Hardware Trojans and the Internet of Things
Countless systems ranging from consumer electronics to military equipment are dependent on integrated circuits (ICs). A surprisingly large number of such systems are already security-critical, e.g., automotive electronics, medical devices, or SCADA systems. If the underlying ICs in such applications are maliciously manipulated through hardware Trojans, the security of the entire system can be compromised. In recent years, hardware Trojans have drawn the attention of the scientific community and government. Initially, the primary attacker model was a malicious foundry that could alter the design, i.e., introduce hardware Trojans which could interfere with the functionality of a chip. Many other attacker models exist too. For instance, a legitimate IC manufacturer, such as a consumer electronics company, might be in cohort with a national intelligence agency and could alter its products in a way that compromises their security.

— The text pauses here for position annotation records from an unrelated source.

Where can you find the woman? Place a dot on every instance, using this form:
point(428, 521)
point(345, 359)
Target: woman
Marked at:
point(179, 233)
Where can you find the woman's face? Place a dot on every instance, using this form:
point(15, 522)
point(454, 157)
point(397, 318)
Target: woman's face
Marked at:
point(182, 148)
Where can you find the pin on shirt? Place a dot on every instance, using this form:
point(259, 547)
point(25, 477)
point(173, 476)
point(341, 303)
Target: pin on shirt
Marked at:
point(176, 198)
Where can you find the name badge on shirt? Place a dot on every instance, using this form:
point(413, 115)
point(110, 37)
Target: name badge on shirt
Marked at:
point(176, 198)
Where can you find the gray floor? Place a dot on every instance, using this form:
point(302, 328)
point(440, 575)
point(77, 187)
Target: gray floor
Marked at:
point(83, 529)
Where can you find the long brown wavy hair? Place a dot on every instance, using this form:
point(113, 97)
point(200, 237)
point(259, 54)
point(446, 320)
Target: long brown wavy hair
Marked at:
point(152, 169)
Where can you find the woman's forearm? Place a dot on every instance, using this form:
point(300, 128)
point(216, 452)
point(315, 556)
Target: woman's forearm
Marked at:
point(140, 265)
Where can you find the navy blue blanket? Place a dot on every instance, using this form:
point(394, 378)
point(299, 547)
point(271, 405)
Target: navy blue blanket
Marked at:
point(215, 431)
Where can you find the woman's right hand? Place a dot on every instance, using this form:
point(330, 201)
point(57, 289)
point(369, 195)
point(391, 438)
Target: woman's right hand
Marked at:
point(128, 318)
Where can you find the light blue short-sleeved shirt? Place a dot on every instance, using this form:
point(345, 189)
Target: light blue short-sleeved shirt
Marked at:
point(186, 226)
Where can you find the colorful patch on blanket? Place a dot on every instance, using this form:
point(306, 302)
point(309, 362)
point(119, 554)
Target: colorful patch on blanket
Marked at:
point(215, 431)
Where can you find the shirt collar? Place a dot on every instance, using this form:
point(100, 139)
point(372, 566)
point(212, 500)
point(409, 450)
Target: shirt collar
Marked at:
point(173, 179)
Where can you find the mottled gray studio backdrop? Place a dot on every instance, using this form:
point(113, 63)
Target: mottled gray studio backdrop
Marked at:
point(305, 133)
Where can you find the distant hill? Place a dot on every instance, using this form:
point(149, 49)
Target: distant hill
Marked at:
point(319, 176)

Even though hardware Trojans have been studied for a decade or so in the literature, little is known about how they might look, especially those that are particularly designed to avoid detection. In this talk we introduce several low-level manipulation attacks against embedded system, targeting two popular types of hardware platforms, ASICs and FPGAs.
Christof Paar has the Chair for Embedded Security at Ruhr University Bochum, Germany, and is research professor at the University of Massachusetts Amherst. He co-founded CHES (Cryptographic Hardware and Embedded Systems), the leading international conference on applied cryptography. Christof’s research interests include efficient crypto implementations, hardware security, and security analysis of real-world systems. He also works on applications of embedded security, e.g., in cars or consumer devices. He holds an ERC Advanced Grant in hardware security and is spokesperson for two doctoral research schools. Christof has over 200 peer-reviewed publications and is co-author of the textbook Understanding Cryptography (Springer, 2009). He is Fellow of the IEEE and the IACR (International Association of Cryptological Research) and he has given invited talks at MIT, Yale, Stanford, IBM Labs and Intel.
Christof co-founded ESCRYPT, a leading system provider for automotive security. ESCRYPT is now part of Bosch.In 2003, he founded escar – Embedded Security in Cars, which has become the premier conference in the automotive security domain.